За столиком сперва в шутку, а затем и всерьез заговорили об исчезнувшей куда-то сельди, которой раньше лежало навалом в каждом захудалом сельмаге, вспомнили и о новинке — искусственной черной икре, попахивающей соляркой, а потом уже, как водится, начали валить в кучу все подряд: «связистов», которых развелось видимо-невидимо за последние годы, любителей легкой жизни, которых не убывает, несмотря на правительственные постановления и жесткие меры пресечения…

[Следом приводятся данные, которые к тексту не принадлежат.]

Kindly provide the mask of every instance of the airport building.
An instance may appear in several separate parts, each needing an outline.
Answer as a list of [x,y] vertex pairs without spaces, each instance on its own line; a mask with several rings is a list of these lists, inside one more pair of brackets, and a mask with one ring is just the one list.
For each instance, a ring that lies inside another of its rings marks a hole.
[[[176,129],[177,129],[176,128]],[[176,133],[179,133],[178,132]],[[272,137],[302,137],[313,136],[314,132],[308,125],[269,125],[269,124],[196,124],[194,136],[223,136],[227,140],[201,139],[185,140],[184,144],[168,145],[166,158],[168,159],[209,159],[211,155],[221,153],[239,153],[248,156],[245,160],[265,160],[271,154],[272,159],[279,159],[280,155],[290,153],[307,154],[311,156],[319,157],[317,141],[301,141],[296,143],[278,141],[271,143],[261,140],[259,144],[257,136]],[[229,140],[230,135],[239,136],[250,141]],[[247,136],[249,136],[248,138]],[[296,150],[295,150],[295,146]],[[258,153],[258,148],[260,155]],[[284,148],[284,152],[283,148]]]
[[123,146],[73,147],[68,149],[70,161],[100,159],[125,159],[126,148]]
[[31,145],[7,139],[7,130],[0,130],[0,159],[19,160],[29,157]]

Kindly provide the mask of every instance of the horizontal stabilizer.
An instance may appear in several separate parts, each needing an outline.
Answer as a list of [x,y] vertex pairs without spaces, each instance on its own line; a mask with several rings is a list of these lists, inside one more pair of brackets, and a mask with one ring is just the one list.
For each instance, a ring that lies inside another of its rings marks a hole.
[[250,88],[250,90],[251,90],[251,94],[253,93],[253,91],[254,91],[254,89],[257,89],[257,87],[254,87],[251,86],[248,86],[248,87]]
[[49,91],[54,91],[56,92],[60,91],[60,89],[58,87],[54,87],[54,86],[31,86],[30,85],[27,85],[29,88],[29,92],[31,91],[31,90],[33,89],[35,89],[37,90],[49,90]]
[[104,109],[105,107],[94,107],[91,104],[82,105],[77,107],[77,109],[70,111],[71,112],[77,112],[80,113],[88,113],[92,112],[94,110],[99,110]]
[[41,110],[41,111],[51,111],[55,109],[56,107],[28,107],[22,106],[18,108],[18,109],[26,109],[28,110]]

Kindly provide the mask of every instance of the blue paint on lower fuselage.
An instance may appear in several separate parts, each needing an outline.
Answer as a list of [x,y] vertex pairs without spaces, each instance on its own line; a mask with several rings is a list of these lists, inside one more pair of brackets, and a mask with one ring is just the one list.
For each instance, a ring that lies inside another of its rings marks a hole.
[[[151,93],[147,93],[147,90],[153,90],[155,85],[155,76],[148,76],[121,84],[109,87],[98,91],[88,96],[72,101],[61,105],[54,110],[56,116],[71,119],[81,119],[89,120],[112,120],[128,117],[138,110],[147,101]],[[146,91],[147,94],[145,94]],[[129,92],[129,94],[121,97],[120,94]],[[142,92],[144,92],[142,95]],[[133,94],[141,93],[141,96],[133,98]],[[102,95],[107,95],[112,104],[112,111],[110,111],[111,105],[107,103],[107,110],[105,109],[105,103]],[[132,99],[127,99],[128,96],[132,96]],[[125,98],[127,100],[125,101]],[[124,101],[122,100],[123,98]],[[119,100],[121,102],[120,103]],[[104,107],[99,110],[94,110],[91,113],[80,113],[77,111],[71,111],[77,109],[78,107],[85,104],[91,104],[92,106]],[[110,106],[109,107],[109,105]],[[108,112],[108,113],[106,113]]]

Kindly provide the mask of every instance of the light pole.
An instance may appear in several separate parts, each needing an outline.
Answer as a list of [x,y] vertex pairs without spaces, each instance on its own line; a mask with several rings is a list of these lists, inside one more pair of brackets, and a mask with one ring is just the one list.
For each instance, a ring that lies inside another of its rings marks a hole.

Самсон застыл на секунду с куском в руке:

— Хочешь грошей — иди на завод. На производстве грошей, как стружки, лопатой греби! А мало одной смены — оставайся на другую, холера на вашу голову! Привыкли не робить, а смачно ести… — Самсон нагнулся к свертку, любовно оглядел на свету случайно оставшийся кусочек розоватого сала и, отправив его в рот, прижмурил на миг от наслаждения глаза, посмотрел опять на газету, на всякий случай встряхнул ее, скомкал и сокрушенно вздохнул: съел два фунта сала, но за пустыми разговорами даже и не почувствовал настоящего вкуса. Это чуточку даже разозлило его, и он решил взять хоть моральную компенсацию:

— Так же, хочу сказать, и с работой… У каждого из нас, не секрет, один интерес к заводу: заробить копейку. Но кроме общего интереса, возьми любого, — Самсон хитровато блеснул маслянистыми капельками глаз, погрозил обрубковатым пальцем в пространство, — имеется у каждого свой личный антиресец! Весь смысл жизни, если говорить начистоту, в нем. Я не буду скрывать — по себе скажу: понадобилась мне квартира — я на стройку навострился (там легче было в ту пору с жильем). Назад, конечно, трудней срываться, но мы живые люди, и человек находит выход. Теперь на заводе ворочаю который десяток лет… Почему? Потому что мне выгодно. А почему выгодно — сказать не могу. Не то, что скрываю нешто, просто у каждого человека есть стежка, которую он сам топчет и не желает показывать никому.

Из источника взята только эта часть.